HuiDa GeneFounded in 2018 by Yang Hui, Yao Xuan, and others, focused on discovering, designing, and developing gene editing tools and gene therapies with the aim of rewriting the future of genomic medicine. Its long-term goal is to treat genetic disorders and chronic diseases that threaten human health through gene editing technology.


The company has built a comprehensive suite of CRISPR tools, covering technologies such as DNA cutting, RNA interference, base editing, and epigenetic regulation. Based on the specific characteristics of different diseases, appropriate technical pathways can be selected to advance the application research of various gene-editing therapies. In this process,Ophthalmic Drug HG004Successfully completed international multicenter clinical Phase 1/2First Subject Dosed


RuiZheng GeneFounded in 2021, focused onNon-viral vectorThe research, industrialization, and commercialization of in vivo gene editing drugs. The company has built an industry-level end-to-end in vivo gene editing technology platform and successfully developed a series of core gene editing and delivery patent technologies, including those that have been obtained.Base editor with U.S. patent.

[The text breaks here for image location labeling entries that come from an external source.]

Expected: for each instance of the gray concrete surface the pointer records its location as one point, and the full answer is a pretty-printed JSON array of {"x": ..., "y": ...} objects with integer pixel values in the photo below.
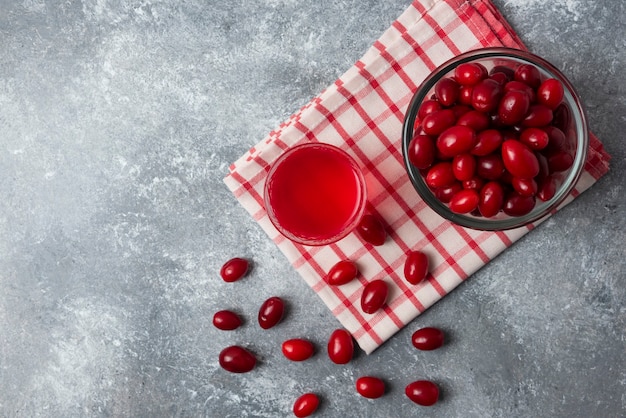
[{"x": 118, "y": 120}]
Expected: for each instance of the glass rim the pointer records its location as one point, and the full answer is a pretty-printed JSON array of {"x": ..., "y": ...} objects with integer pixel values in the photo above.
[{"x": 359, "y": 205}]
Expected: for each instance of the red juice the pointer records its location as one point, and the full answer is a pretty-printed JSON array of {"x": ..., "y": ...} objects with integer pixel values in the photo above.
[{"x": 315, "y": 194}]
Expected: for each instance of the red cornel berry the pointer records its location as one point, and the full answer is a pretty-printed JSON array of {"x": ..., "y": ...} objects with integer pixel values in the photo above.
[
  {"x": 226, "y": 320},
  {"x": 422, "y": 392},
  {"x": 271, "y": 312},
  {"x": 236, "y": 359},
  {"x": 340, "y": 346},
  {"x": 370, "y": 387},
  {"x": 485, "y": 142},
  {"x": 234, "y": 269},
  {"x": 341, "y": 273},
  {"x": 306, "y": 405},
  {"x": 372, "y": 230},
  {"x": 427, "y": 339},
  {"x": 374, "y": 296},
  {"x": 298, "y": 349}
]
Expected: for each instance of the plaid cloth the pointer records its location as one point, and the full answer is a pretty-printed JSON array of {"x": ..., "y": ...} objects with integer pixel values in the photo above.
[{"x": 362, "y": 113}]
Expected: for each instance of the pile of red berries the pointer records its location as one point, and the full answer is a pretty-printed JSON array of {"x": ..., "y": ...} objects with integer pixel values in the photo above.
[{"x": 493, "y": 141}]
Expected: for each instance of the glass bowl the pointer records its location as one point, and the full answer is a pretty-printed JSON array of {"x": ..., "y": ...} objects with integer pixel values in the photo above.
[{"x": 569, "y": 117}]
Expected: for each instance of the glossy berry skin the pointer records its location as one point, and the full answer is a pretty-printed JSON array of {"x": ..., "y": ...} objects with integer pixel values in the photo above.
[
  {"x": 537, "y": 116},
  {"x": 428, "y": 107},
  {"x": 306, "y": 405},
  {"x": 491, "y": 199},
  {"x": 488, "y": 141},
  {"x": 486, "y": 95},
  {"x": 438, "y": 121},
  {"x": 519, "y": 160},
  {"x": 456, "y": 140},
  {"x": 534, "y": 138},
  {"x": 374, "y": 296},
  {"x": 475, "y": 120},
  {"x": 428, "y": 338},
  {"x": 341, "y": 273},
  {"x": 440, "y": 175},
  {"x": 234, "y": 269},
  {"x": 528, "y": 74},
  {"x": 464, "y": 201},
  {"x": 421, "y": 151},
  {"x": 298, "y": 349},
  {"x": 513, "y": 107},
  {"x": 524, "y": 187},
  {"x": 236, "y": 359},
  {"x": 470, "y": 73},
  {"x": 550, "y": 93},
  {"x": 464, "y": 166},
  {"x": 271, "y": 312},
  {"x": 504, "y": 142},
  {"x": 415, "y": 267},
  {"x": 340, "y": 346},
  {"x": 447, "y": 91},
  {"x": 370, "y": 387},
  {"x": 371, "y": 230},
  {"x": 422, "y": 392},
  {"x": 518, "y": 205},
  {"x": 226, "y": 320}
]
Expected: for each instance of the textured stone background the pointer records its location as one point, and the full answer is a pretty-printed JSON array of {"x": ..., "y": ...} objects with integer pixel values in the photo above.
[{"x": 118, "y": 120}]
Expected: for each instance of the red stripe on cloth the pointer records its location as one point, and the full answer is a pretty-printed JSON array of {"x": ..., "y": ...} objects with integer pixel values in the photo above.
[{"x": 441, "y": 32}]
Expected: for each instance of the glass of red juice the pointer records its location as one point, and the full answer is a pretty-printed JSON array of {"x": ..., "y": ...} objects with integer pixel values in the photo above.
[{"x": 315, "y": 194}]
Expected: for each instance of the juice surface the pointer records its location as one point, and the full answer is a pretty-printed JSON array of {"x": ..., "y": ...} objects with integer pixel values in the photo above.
[{"x": 315, "y": 193}]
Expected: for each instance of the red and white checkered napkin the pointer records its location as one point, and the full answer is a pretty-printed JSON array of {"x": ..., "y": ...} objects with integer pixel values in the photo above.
[{"x": 362, "y": 112}]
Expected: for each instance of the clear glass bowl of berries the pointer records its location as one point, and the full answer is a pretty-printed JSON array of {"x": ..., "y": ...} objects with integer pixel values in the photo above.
[{"x": 495, "y": 139}]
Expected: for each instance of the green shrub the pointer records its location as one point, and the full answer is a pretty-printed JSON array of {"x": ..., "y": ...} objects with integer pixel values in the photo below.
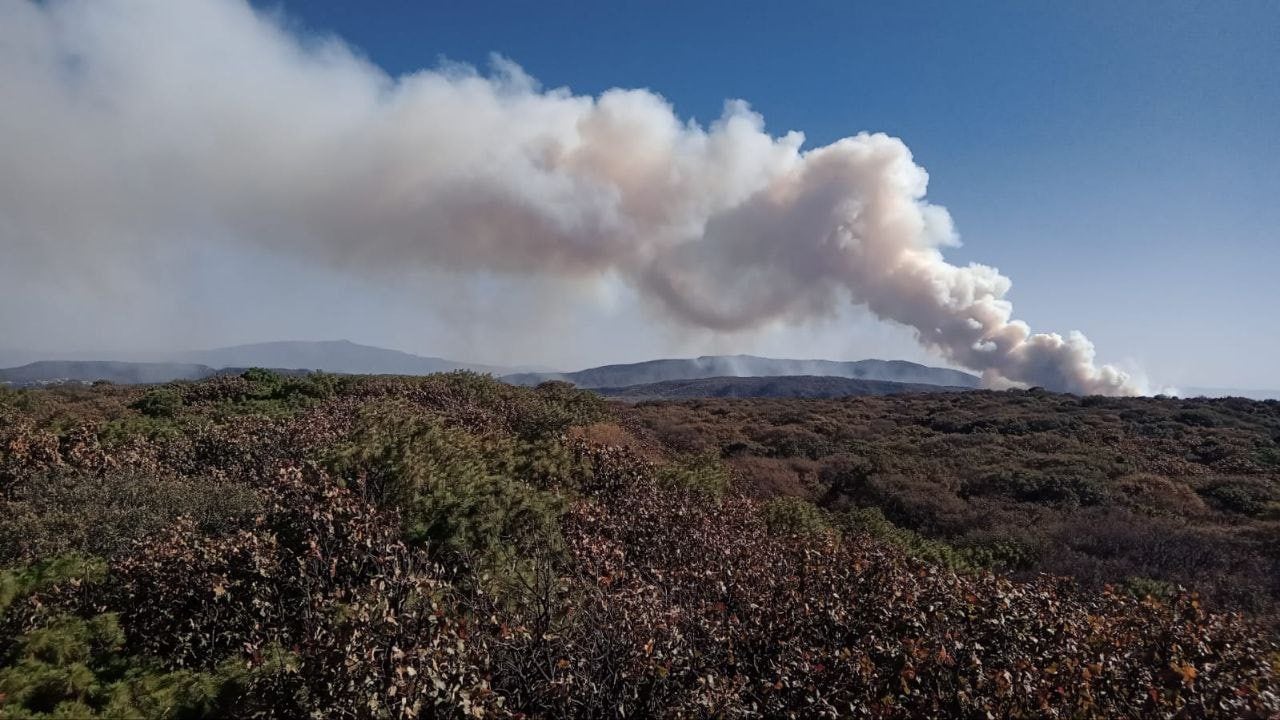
[
  {"x": 21, "y": 582},
  {"x": 453, "y": 490},
  {"x": 1142, "y": 587},
  {"x": 159, "y": 402},
  {"x": 872, "y": 522},
  {"x": 60, "y": 513},
  {"x": 703, "y": 473},
  {"x": 794, "y": 516},
  {"x": 78, "y": 668}
]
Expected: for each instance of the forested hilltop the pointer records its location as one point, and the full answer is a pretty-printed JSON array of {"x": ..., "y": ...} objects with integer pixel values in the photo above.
[{"x": 453, "y": 546}]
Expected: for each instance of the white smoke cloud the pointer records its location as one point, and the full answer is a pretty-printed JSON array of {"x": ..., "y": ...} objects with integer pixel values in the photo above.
[{"x": 129, "y": 126}]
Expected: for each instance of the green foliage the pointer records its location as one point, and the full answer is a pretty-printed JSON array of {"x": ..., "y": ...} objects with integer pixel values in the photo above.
[
  {"x": 794, "y": 516},
  {"x": 872, "y": 522},
  {"x": 1242, "y": 497},
  {"x": 702, "y": 473},
  {"x": 80, "y": 668},
  {"x": 159, "y": 402},
  {"x": 1142, "y": 587},
  {"x": 453, "y": 490}
]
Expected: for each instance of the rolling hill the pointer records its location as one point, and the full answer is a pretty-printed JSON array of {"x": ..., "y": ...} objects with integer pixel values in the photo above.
[
  {"x": 749, "y": 365},
  {"x": 332, "y": 356},
  {"x": 786, "y": 386}
]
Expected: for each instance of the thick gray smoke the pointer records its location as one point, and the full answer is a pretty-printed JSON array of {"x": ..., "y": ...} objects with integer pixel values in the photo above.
[{"x": 126, "y": 124}]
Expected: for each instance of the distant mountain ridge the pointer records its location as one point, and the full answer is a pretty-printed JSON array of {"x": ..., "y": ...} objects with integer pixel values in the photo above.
[
  {"x": 778, "y": 386},
  {"x": 750, "y": 365},
  {"x": 330, "y": 356},
  {"x": 115, "y": 372}
]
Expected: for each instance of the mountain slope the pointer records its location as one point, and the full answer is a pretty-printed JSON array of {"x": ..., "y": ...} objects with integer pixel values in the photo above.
[
  {"x": 787, "y": 386},
  {"x": 333, "y": 356},
  {"x": 115, "y": 372},
  {"x": 750, "y": 365}
]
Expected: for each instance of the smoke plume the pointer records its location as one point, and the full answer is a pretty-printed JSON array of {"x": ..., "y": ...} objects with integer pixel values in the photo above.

In August 2025, Raygen Gene successfully completedRound AFinancing, amounting to75 million US dollars,KangzheThus becoming the controlling shareholder.


Overall, the research on ADAR RNA editing solutions worldwide exhibits significant characteristics of diversified targets and a broad range of indications. International giants and emerging forces in China are advancing side by side. Although their technological approaches focus on recruiting endogenous ADAR, distinctive layouts have been formed in specific disease areas, target selection, and delivery tools.